Involving your employees in the creation of a mission statement and values can help create a sense of ownership amongst your employees. The more that they take ownership of this, the more passionate they will be about properly representing it when interacting with others, having a mission statement and values is useless if your people do not take it on board.
Only the best
Each of your employees plays a role in the services that you provide and therefore subsequently have an impact on the way that your organisation is perceived. Obviously the quality of the service that you provide will have a huge impact on the impression you make on customers and service users and this will, in turn, affect your reputation with potential candidates. It is therefore essential that strong focus is placed on each aspect of your service.
Your employees must be equipped with the proper tools to carry out their duties to the standard that you expect of them. Tools are not just physical entities, ensuring that your employees are properly trained is an essential part of securing high quality services for your customers.

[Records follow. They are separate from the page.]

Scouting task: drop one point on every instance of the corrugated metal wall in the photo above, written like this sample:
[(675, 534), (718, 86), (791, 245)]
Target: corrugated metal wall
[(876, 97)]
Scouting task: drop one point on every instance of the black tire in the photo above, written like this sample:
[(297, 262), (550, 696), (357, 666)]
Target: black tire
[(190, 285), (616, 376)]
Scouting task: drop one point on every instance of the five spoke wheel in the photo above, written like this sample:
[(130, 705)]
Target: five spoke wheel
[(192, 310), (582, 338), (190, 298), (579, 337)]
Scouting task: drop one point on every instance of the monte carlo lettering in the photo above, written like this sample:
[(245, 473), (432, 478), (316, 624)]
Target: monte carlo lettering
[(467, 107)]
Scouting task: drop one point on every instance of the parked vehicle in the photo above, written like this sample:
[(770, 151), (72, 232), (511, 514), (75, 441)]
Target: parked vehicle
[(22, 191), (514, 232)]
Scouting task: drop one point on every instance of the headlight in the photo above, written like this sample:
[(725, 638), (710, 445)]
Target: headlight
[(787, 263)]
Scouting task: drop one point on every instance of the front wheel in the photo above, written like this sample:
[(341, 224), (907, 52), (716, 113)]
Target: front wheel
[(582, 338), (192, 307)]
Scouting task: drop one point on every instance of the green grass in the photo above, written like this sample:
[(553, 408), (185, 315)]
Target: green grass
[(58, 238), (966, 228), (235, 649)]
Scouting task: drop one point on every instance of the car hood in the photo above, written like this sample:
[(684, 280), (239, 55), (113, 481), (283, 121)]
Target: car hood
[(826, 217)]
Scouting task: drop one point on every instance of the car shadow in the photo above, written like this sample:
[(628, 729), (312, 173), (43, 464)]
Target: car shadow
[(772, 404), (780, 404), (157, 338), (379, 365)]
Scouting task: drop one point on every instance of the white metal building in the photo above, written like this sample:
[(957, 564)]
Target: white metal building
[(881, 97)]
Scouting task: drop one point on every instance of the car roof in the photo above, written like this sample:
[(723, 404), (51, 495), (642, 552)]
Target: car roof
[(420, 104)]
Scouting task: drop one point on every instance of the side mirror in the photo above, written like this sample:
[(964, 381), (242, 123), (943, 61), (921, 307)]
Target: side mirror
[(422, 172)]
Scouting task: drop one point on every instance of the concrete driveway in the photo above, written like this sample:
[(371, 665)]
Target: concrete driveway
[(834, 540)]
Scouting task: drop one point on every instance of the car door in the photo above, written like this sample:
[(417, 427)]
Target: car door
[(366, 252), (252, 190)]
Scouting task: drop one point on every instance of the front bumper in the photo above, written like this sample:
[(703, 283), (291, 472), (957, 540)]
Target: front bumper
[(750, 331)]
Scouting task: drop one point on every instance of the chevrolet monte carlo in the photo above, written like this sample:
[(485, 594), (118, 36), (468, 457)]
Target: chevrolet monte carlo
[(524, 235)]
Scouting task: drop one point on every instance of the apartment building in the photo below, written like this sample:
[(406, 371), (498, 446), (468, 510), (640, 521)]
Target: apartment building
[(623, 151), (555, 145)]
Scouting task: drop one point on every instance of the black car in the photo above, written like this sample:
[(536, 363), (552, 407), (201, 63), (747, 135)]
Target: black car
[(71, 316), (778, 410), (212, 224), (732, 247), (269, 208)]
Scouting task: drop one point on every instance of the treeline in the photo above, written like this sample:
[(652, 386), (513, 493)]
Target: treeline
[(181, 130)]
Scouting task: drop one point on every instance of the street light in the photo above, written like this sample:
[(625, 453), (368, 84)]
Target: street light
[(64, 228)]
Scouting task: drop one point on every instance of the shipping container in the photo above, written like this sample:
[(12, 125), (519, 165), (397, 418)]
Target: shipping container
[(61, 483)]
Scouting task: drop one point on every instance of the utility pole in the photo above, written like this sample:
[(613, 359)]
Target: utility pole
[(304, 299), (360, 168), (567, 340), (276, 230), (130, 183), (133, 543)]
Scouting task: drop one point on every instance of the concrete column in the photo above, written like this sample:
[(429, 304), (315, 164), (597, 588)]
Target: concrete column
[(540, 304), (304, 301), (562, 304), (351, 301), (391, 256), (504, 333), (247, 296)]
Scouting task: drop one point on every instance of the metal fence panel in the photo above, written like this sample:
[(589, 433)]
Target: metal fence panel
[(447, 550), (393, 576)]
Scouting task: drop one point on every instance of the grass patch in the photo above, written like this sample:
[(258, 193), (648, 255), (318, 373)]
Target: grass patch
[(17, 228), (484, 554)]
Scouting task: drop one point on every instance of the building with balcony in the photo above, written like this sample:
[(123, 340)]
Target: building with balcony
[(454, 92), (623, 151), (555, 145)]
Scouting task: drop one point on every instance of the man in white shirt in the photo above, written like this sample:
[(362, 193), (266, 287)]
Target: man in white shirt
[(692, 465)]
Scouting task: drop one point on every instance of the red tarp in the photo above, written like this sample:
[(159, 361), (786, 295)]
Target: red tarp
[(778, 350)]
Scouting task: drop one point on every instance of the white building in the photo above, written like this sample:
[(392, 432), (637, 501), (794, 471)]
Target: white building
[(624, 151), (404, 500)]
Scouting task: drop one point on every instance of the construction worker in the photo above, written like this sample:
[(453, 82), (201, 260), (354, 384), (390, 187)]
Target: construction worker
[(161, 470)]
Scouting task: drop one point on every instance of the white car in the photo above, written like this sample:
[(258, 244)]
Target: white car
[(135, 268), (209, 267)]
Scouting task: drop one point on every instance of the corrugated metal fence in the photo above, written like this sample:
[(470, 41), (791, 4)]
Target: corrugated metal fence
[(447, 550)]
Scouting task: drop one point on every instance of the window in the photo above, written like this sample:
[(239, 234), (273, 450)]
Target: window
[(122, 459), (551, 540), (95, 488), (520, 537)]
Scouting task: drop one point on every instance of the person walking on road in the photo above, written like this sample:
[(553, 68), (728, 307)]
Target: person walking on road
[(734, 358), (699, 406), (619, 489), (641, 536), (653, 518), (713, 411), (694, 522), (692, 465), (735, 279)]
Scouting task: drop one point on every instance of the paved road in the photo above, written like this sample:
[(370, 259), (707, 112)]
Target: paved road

A key aspect to ensuring high quality of service is keeping your employees motivated, in doing so you keep energy levels high and ensure that maximum effort is put into the work that is carried out.
Rewarding good work with perks and benefits can be an effective motivational tool, this can include staff activities, employee of the month awards and general recognition of achievements. Another incredibly effective motivational tool is appealing to your employees’ ambitions, this can include providing extra training opportunities that will aid future progression as well as highlighting future opportunities that may arise and a plan of how they can work towards this. This can go a long way to securing commitment, which will significantly contribute to the quality of service provided.
Keep it consistent
As much as the quality of the service is crucial, so is the consistency of the quality of service. There is little point in providing great service some of the time as that good work will be undone by lesser service delivered at other times. It is essential that this is effectively communicated to the people in your organisation.
Unhappy customers are likely to be much more vocal than satisfied customers and in today’s society where social media gives everyone a platform from which to broadcast their grievances it is more important than ever to avoid creating unhappy customers. This is where consistency becomes key as even if you satisfy 9 out of every 10 customers, that 1 unhappy customer could cause significantly more damage than the happy 9 did you good.
The employer that disregards the people element of their organisation does so at great risk. Loyal, motivated and committed employees can be an organisation’s greatest assets whereas disloyal, discontent and unmotivated people can be its biggest downfall.